Blunt Chunks

PREMIERE: “Woman” is Blunt Chunks’ Super 8 ode to femininity

Toronto singer/looper/woman-around-town Caitlin Woelfle-O'Brien sets out on her own in this beautiful new music video.

- Jan 15, 2015
Photo by: Shelby Fenlon

Blunt Chunks is Caitlin Woelfle-O'Brien, a singer/dancer/producer/DIY-filmmaker/woman-about-town. If you've seen her (and if you spend any time out at shows or art parties in Toronto, you probably have), chances are it's as a supporting player in other peoples' projects. She DJs for bizZarh, collaborates with Manticore and Lido Pimienta, and that's her stealing the show in Petra Glynt's amazing "Sour Paradise" video. She's kept Blunt Chunks mostly on the down-low, but she's ready to take the spotlight with "Woman."
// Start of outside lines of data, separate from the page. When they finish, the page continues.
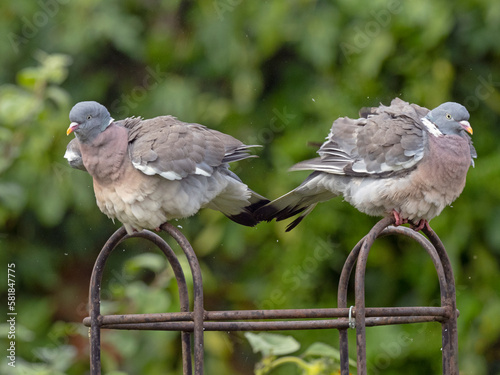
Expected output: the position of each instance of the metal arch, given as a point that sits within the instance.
(359, 255)
(96, 319)
(198, 320)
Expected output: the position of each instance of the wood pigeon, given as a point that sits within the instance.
(400, 160)
(148, 172)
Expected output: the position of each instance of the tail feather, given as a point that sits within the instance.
(247, 215)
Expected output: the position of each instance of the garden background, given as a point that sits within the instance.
(274, 73)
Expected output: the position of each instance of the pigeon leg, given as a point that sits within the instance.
(399, 219)
(420, 225)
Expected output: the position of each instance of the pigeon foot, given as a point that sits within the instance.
(399, 219)
(420, 225)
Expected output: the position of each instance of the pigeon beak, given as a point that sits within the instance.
(466, 126)
(72, 127)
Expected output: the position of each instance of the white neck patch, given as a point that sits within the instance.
(429, 125)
And damn, what an introduction. Recorded and mixed by her cousin Ben Cook (of Young Guv, Fucked Up, etc.) Woelfle-O'Brien's looped vocals and samples ebb and flow, liquid and serene. And, quite intentionally, she tells Chart Attack, feminine.

"I wrote ["Woman"] in the spring of 2013 basically about the pitfalls of romance as a young confused woman, as well as the anxieties I’ve had living in a city with endless possibilities, so many choices, little guidance, depressing surroundings."
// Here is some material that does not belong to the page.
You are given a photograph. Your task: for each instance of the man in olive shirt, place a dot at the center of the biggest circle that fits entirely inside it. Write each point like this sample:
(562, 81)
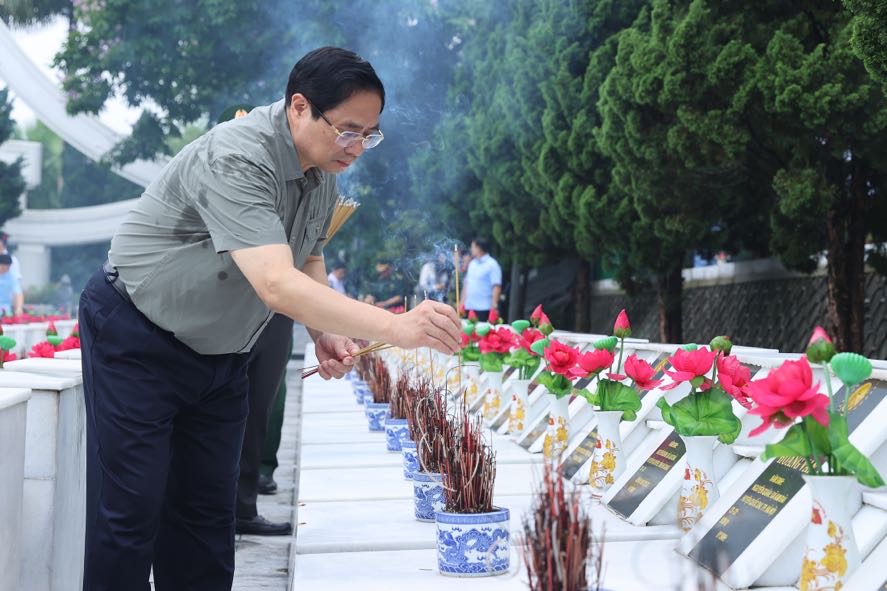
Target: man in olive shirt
(230, 233)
Woelfle-O'Brien shot the video a year later after learning to shoot Super 8 while doing a residency at Artscape Gibraltar Point on Toronto Island. She shot the black and white cityscapes and domestic scenes without knowing what it would be for, but soon realized it was perfect for "Woman." Like many parts of her process, she relied on serendipity, and it took her where she always wanted to go.

"It was kinda dark and city-grimey but also calm and beautiful and emotional. The fountain at the beginning is symbolic because water and the feminine are intrinsically linked. And the flow of the video just happened to match with the beats and words of the song really well."

I work a lot with the phenomenon of synchronicity. So when things just “work together”, I want to explore that. I love the interaction between sound and the moving image. It’s like, dreams coming true, and it’s so natural. It’s what’s going on in my head when I’m making sounds. I think sounds are very visual."